Selanjutnya dapat diuraikan tentang pengertian kejahatan menurut penggunaannya masing-masing :a. Pengertian secara praktis : Kita mengenal adanya beberapa jenis norma
dalam masyarakat antara lain norma agama, kebiasaan, kesusilaan dan norma yang berasal dari adat istiadat. Pelanggaran atas norma tersebut dapat menyebabkan timbulnya suatu reaksi, baik berupa hukuman, cemoohan atau pengucilan. Norma itu merupakan suatu garis untuk membedakan perbuatan terpuji atau perbuatan yang wajar pada suatu pihak, sedang pada pihak lain adalah suatu perbuatan tercela. Perbuatan yang wajar pada sisi garis disebut dengan kebaikan dan kebalikannya yang di seberang garis disebut dengan kejahatan.
b. Pengertian secara religius : mengidentikkan arti kejahatan dengan dosa. Setiap dosa diancam dengan hukman api neraka terhadap jiwa yang berdosa
c. Pengertian dalam arti juridis : misalnya dalam Kitab Undang-undang Hukum Pidana (KUHP).
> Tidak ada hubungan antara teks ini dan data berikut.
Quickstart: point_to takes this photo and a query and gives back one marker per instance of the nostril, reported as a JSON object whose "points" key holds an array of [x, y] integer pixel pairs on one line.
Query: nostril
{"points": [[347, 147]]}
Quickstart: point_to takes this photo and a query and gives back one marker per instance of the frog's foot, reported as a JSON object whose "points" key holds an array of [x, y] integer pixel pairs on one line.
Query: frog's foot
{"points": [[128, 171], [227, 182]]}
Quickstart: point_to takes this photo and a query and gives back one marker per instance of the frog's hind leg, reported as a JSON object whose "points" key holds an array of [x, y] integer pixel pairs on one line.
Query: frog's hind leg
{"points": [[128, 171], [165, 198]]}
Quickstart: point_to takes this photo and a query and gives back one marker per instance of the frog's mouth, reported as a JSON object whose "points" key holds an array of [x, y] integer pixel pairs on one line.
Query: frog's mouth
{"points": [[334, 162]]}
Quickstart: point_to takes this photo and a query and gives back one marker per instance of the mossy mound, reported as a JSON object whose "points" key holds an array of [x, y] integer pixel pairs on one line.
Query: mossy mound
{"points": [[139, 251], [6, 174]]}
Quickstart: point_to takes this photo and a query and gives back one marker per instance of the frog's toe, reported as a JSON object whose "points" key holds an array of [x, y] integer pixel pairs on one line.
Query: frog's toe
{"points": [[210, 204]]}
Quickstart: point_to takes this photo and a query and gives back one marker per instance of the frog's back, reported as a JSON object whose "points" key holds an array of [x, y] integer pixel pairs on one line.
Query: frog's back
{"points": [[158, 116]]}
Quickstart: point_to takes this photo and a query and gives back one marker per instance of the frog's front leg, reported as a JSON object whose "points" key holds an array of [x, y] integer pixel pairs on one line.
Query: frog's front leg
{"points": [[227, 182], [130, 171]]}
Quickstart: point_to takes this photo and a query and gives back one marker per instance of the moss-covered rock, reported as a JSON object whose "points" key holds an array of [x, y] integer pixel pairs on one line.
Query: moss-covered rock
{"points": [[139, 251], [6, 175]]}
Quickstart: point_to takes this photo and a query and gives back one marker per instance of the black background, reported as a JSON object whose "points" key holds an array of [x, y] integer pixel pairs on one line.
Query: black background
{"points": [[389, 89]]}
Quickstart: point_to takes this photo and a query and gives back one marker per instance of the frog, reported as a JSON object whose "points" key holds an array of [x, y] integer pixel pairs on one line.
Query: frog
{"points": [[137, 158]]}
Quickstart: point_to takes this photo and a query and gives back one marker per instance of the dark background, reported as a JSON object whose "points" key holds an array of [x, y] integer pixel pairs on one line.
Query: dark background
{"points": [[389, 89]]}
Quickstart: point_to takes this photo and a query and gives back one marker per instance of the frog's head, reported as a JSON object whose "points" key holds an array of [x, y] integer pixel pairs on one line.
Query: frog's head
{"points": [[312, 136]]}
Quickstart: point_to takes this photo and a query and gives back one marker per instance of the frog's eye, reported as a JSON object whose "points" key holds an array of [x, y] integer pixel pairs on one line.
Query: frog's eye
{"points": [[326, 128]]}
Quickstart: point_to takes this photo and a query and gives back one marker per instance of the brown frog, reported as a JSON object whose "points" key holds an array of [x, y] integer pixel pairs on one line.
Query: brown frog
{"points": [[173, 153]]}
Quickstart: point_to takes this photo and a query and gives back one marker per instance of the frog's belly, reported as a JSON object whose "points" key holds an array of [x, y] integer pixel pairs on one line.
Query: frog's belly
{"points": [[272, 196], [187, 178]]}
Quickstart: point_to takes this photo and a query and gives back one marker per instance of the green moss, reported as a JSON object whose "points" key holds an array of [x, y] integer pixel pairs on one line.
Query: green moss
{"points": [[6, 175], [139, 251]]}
Walaupun KUHP sendiri tidak membedakan dengan tegas antara kejahatan dan pelanggaran, tapi KUHP memisahkan kejahatan dan pelanggaran dalam 2 buku yang berbeda.
Menurut Memorie van Toelichting, sebagai dasar dari pembedaan antara kejahatan dan pelanggaran adalah pembedaan antara rechtsdelicten (delik hukum) dan wetsdelicten (delik undang-undang). Pelanggaran termasuk dalam wetsdelicten, yaitu peristiwa-peristiwa yang untuk kepentingan umum dinyatakan oleh undang-undang sebagai suatu hat yang terlarang.
Misalnya mengendarai sepeda pada malam hari tanpa lampu merupakan suatu delik undang-undang karena undang-undang menyatakannya sebagai perbuatan yang terlarang.
Sedangkan kejahatan termasuk dalam rehtsdelicten (delik hukum), yaitu peristiwa-peristiwa yang berlawanan atau bertentangan dengan asas-asas hukum yang hidup dalam keyakinan manusia dan terlepas dari undang-undang.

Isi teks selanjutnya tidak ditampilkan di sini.